O medo excessivo (água), por exemplo, seria aplacado pelo intelecto, elemento terra – ligado ao estômago, ao pâncreas e ao baço – e que está associado também à organização. Ou seja, quando o medo se torna irracional ou excessivo, é importante organizar o caos e, através do intelecto, voltar à terra e à razão. A terra é o que dá contornos às margens do rio. Afinal, é com os pés no chão que se pode encontrar as estratégias para evitar os obstáculos e perigos temidos. É com a razão que se pode colocar os medos por terra, separando os fantasiosos daqueles reais.
O excesso de alegria (fogo) pode levar à hipertensão, uma excitação exagerada e desconectada da realidade, que é equilibrada pelo medo/prudência: a água apagando o fogo. Já o excesso do elemento terra – intelecto, racionalidade e organização – é equilibrado pela energia da raiva/criatividade, uma energia expansiva e cheia de imprevistos como uma árvore germinando na terra. Por fim, o excesso de tristeza é equilibrado pelo fogo: a alegria que vem do coração. Fogo que derrete o metal e permite moldá-lo.

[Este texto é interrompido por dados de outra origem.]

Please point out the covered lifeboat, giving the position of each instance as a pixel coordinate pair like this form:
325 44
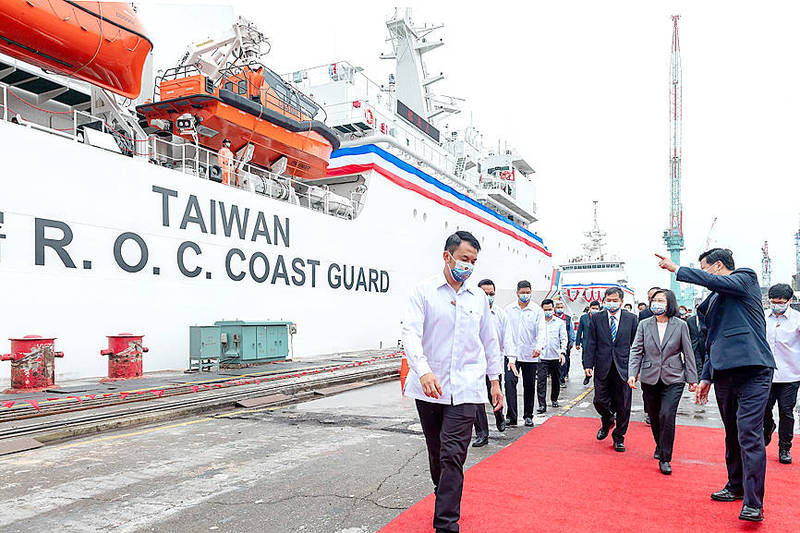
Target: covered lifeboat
101 43
278 123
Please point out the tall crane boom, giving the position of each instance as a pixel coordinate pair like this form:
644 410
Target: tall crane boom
673 237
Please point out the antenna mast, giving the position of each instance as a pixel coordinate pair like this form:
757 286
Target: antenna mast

De acordo com MTC, as emoções são energias que precisam estar em fluxo para a gestão e a manutenção da harmonia psicofísica. Ou seja, energia/emoção bloqueadas podem fazer com que o corpo desenvolva algum desequilíbrio que pode se expressar em algum tipo de doença ou distúrbio. Considero a estrela das emoções, inspirada na MTC, como uma ferramenta interessante de se consultar ao desenvolver roteiros de rituais de reciclagem emocional. Como foi demonstrado acima, ela é um ritual biológico, pois foi criada a partir da observação dos processos alquímicos da própria natureza: a água apaga o fogo, o metal corta a madeira, o fogo derrete o metal, etc. Portanto, os elementos podem ser usados de maneira literal nos rituais psicomágicos que criamos para a gestão das nossas emoções.